When to use: Processing large datasets where you want to divide work across multiple parallel workers.

Workflow pattern:

  1. Analyzer step — determines total work and creates cursor configs that divide it into batches
  2. Worker steps — Tasker spawns parallel workers, each processing one batch
  3. Aggregator step — (optional) combines results from all workers

Analyzer

from tasker_core.step_handler import StepHandler
from tasker_core.batch_processing import Batchable


class CsvAnalyzerHandler(StepHandler, Batchable):
    handler_name = "analyze_csv"

    def call(self, context):
        total_rows = int(context.input_data.get("total_rows", 10000))

        outcome = self.create_batch_outcome(
            total_items=total_rows,
            batch_size=100,
        )
        return self.batch_analyzer_success(outcome)

Worker

class CsvBatchProcessorHandler(StepHandler, Batchable):
    handler_name = "process_csv_batch"

    def call(self, context):
        batch_context = self.get_batch_worker_context(context)
        cursor = batch_context.cursor

        # Process rows in the assigned range
        rows_processed = cursor.end_cursor - cursor.start_cursor

        return self.batch_worker_success(
            batch_context,
            result={"rows_processed": rows_processed},
        )

Aggregator

from tasker_core.batch_processing import Batchable, BatchAggregationScenario


class CsvResultsAggregatorHandler(StepHandler, Batchable):
    handler_name = "aggregate_csv_results"

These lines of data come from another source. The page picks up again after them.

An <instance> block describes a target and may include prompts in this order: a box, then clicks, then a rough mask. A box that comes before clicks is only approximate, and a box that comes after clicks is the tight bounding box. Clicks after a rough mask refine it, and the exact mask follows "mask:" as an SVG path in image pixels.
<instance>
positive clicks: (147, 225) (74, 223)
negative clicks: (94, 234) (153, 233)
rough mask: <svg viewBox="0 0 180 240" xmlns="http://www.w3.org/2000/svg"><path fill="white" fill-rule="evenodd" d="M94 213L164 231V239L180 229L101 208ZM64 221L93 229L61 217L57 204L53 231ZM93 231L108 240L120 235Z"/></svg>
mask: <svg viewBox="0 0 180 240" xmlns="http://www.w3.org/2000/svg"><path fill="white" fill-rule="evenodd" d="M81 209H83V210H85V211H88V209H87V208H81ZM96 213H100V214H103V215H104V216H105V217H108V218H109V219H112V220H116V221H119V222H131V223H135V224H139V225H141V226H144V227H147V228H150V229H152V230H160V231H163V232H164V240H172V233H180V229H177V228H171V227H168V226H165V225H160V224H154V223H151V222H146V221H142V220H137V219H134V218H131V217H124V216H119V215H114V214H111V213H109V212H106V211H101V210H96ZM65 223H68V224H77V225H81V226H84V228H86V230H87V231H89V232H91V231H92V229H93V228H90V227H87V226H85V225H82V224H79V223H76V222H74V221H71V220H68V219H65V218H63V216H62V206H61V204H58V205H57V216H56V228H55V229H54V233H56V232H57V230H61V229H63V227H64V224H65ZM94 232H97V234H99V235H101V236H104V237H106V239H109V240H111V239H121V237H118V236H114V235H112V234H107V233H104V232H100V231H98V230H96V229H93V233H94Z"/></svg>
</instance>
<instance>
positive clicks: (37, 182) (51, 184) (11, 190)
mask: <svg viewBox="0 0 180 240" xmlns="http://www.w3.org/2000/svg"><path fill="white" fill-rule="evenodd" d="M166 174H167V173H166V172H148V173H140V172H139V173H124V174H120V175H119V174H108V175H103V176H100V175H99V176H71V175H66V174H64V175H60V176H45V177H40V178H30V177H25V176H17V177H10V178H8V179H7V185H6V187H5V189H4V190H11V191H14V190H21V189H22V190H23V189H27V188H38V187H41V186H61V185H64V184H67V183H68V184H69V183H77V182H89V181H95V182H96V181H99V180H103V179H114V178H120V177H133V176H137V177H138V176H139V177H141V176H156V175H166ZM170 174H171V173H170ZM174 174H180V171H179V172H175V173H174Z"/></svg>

    def call(self, context):
        scenario = BatchAggregationScenario.detect(
            context.dependency_results,
            "analyze_csv",
            "process_csv_batch_",
        )

        if scenario.is_no_batches:
            return self.success({"total_rows": 0, "skipped": True})

        total = sum(
            r.get("rows_processed", 0)
            for r in scenario.batch_results.values()
        )
        return self.success({
            "total_rows": total,
            "worker_count": scenario.worker_count,
        })

The Batchable mixin provides:

MethodRolePurpose
self.create_batch_outcome(total_items, batch_size)AnalyzerCreate cursor ranges dividing work into batches
self.batch_analyzer_success(outcome)AnalyzerReturn batch config for worker spawning
self.get_batch_worker_context(context)WorkerExtract cursor and batch metadata
self.batch_worker_success(batch_context, result)WorkerReturn per-batch results
BatchAggregationScenario.detect(...)AggregatorDetect whether batches ran and collect results

See Batch Processing for the full analyzer/worker/aggregator pattern with production examples.

Registering Class-Based Handlers

Handlers are resolved by matching the handler.callable field in task template YAML. The callable format varies by language:

LanguageFormatExample
RubyModule::ClassNameHandlers::ProcessOrderHandler
Pythonmodule.file.ClassNamehandlers.process_order_handler.ProcessOrderHandler
TypeScriptClassNameProcessOrderHandler
Rustfunction_nameprocess_order

See Handler Resolution for the full resolver chain and how callables are matched to handler implementations.